The DNC (Democratic National Committee) and RNC (Republican National Committee) know this. They hire legions of political scientists and graduate students to analyze voter trends. The current administration, who are republicans, will be blamed for the recession by the majority of voters even though the government has very little direct control over the economy. In response, the administration is going to do everything it can to delay the inevitable until election season passes.

The DNC and RNC also have staff economists. Both parties knew the next cyclical recession was coming up in 2007-2008, as far as back as 2004. The problem is that while economists are pretty good and forecasting when something is coming, trying to narrow down the time frame is problematic. So the DNC sits around prepared with political ammo to blast Bush whenever it does happen, all the time praying it happens soon. The RNC sits around ignoring it, hoping it won't happen until a Democrat is in power. They don't make any preemptive moves because it would signal to the other party what is about to go on.

In the end, there is little that can be done. The current "package" proposed would simply buy the RNC some political capital. Any real plan to try to soften the blow of recessions is long term and would not be seen before the elections. In an election year, nothing gets done by the government unless it gains the party in power some political capital.

posted on Jan, 18 2008 @ 07:06 PM
reply to post by JacKatMtn

I totally appreciate your sentiment JKM. I'm sure you realize that few truly successful traders would be inclined to come on a site like ATS, or anywhere else, and engage in boastful, self-demeaning behavior. Why would they?

Most traders track momentum & trends. At their heart, stock momentum & trends are based on economic fundamentals...traders don't establish the fundamentals...they simply ride the Bulls & Bears in hopes of turning a profit in either direction.
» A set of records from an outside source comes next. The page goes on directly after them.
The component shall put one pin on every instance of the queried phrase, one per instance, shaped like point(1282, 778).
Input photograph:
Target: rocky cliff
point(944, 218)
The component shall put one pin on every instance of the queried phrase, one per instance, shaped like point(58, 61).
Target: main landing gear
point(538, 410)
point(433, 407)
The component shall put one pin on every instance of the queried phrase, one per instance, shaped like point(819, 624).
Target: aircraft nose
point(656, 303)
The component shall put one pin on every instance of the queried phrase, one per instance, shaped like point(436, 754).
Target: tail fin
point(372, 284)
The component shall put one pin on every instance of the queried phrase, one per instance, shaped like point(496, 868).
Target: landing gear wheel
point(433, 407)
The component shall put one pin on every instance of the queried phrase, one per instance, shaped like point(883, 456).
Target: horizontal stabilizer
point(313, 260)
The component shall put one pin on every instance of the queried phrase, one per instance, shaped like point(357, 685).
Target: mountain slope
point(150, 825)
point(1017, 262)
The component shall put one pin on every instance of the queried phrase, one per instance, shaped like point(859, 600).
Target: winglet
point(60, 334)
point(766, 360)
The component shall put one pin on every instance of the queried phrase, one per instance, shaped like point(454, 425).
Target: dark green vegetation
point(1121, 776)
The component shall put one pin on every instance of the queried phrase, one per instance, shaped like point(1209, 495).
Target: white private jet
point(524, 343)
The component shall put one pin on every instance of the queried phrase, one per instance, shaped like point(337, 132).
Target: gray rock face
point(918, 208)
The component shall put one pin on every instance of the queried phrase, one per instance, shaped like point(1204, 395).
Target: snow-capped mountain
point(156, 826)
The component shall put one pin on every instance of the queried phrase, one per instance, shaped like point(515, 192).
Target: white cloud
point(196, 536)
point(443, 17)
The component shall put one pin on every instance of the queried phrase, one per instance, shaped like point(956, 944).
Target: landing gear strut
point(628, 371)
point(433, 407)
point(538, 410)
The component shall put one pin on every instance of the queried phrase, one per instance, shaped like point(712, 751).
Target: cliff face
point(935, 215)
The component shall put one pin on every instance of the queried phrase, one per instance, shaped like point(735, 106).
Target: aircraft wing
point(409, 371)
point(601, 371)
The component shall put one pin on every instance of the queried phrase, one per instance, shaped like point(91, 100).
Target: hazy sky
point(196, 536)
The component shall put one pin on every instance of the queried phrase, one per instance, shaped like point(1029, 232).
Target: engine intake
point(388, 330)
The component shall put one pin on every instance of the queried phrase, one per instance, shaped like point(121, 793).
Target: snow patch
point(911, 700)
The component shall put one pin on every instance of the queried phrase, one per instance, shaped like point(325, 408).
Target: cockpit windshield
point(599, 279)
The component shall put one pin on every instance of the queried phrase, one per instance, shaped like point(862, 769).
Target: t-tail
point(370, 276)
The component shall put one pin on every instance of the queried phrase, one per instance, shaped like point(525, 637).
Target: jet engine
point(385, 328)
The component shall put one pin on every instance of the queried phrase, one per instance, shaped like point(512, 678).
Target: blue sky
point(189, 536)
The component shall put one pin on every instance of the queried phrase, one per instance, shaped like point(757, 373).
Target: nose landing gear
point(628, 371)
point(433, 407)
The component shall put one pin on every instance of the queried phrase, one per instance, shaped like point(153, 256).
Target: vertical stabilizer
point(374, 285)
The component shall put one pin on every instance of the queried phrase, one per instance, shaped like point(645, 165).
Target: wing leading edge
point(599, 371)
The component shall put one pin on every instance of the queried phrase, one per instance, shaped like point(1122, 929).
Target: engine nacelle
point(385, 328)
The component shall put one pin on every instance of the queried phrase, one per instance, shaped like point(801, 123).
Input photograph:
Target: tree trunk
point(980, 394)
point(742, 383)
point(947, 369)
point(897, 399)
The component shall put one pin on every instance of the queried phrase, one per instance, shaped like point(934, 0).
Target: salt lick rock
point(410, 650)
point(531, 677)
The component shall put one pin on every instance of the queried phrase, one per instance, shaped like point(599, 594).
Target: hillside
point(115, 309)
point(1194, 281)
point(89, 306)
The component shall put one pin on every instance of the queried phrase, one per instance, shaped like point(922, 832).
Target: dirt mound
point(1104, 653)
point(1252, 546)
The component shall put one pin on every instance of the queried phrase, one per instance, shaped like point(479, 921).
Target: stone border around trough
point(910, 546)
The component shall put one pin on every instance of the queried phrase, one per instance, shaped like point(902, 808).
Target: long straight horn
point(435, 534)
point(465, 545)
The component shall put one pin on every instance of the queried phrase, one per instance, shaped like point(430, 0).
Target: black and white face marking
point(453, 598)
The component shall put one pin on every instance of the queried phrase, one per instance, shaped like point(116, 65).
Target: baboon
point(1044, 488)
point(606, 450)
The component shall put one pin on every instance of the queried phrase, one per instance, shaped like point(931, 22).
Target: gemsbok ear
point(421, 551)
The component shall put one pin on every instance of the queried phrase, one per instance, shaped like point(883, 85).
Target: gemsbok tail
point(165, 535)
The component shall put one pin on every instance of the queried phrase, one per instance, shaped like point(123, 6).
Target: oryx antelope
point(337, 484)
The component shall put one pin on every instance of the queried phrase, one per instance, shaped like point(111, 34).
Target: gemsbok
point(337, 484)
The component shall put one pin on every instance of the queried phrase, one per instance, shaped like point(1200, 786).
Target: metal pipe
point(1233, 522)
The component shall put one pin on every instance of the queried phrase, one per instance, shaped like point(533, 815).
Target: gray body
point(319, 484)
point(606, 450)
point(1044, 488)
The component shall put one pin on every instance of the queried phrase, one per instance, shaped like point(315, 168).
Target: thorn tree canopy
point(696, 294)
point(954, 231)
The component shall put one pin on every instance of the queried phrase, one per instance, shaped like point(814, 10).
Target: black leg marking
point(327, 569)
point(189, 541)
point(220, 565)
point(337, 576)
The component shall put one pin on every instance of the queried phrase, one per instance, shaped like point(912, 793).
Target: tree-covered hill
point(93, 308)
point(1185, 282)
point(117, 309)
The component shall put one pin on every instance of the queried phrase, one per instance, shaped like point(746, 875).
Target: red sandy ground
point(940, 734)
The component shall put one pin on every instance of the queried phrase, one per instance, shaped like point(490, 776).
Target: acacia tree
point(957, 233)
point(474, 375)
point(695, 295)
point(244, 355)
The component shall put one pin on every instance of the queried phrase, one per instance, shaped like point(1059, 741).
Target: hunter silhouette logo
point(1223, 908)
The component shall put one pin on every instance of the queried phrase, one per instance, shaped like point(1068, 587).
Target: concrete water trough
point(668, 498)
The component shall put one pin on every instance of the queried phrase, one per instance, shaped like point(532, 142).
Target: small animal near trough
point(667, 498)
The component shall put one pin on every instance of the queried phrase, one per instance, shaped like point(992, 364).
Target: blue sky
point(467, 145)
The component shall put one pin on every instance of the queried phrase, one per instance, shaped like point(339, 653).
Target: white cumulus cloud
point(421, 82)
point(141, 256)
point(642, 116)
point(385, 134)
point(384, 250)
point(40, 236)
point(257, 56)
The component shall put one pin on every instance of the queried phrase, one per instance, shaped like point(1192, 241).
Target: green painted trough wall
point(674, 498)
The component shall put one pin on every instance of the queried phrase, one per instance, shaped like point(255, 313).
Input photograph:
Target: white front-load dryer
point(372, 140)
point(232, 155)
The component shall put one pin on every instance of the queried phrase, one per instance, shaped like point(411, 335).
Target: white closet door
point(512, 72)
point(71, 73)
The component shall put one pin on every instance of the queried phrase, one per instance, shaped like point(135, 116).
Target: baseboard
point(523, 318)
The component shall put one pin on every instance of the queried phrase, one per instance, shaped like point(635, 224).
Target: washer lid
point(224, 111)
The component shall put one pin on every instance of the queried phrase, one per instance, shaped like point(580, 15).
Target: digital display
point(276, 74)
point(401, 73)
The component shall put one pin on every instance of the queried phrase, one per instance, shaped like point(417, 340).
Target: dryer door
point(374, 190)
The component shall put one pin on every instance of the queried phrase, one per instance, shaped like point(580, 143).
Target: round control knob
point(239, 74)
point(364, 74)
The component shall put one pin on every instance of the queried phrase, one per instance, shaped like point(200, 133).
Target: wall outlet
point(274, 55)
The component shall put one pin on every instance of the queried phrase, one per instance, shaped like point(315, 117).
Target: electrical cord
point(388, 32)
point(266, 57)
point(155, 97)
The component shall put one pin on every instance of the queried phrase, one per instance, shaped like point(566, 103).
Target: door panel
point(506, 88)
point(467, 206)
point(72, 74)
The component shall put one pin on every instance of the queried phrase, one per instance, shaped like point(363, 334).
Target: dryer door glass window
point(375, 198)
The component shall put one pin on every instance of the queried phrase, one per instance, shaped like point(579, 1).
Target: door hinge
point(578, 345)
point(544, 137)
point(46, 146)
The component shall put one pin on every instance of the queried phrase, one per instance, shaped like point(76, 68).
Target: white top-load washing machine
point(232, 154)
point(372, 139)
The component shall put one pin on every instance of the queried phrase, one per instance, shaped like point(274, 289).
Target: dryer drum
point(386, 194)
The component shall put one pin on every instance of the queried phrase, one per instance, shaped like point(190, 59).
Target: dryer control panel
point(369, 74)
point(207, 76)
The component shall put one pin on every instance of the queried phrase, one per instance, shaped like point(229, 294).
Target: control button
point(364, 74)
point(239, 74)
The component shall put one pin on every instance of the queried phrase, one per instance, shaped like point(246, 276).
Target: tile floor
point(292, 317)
Today's events didn't materialize in a vacuum. In terms of accountability, I believe we need to look at corporate governance, monetary policy, and political policies for clues to our current condition....policies spanning five decades.


posted on Jan, 18 2008 @ 07:31 PM
reply to post by OBE1

As usual you bring the issue that no even our government wants to touch, the reason we are in the mess we are right now.

Because it all starts from the top and their greedy, corrupted and personal agendas.

Shame, shame and more shame, because nobody is gong to jail for all this.